Além da gratidão pelas oportunidades de interpretar os jovens Cebola e Léo, Xande Valois não esconde o amor que sente pela expressão artística. Relembrar que já completou a primeira década de carreira o emociona bastante.

O artista Xande Valois critica os sites de fofoca e fake news espalhadas sobre ele

O artista Xande Valois critica os sites de fofoca e fake news espalhadas sobre ele (Foto: Vinicius Mochizuki)

“Já vivenciei cada coisa durante todos esses anos, várias coisas maravilhosas e muitos momentos decepcionantes. O meio da arte, de qualquer forma que você faça, proporciona momentos e permite reviver histórias que fazem o ser humano melhor.

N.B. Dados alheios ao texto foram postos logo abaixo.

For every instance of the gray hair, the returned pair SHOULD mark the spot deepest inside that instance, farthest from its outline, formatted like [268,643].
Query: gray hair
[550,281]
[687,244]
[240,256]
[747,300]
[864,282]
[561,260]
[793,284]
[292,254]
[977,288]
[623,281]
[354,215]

Por exemplo, fiz o personagem Claudinho com 11 anos, em ‘Êta Mundo Bom’, que era cadeirante, sofria maus tratos e tinha suas complexidades. A partir dele, junto com a minha mãe e os preparadores, eu me tornei embaixador mirim da Associação Brasileira Beneficente de Reabilitação (ABBR), a maior instituição de reabilitação do Rio de Janeiro. Fui conquistando e vivenciando muitas coisas que não tiveram a visibilidade que eu acho que mereciam, até pelo fato também de não saber instigar o público e demonstrar nas redes sociais”, atesta.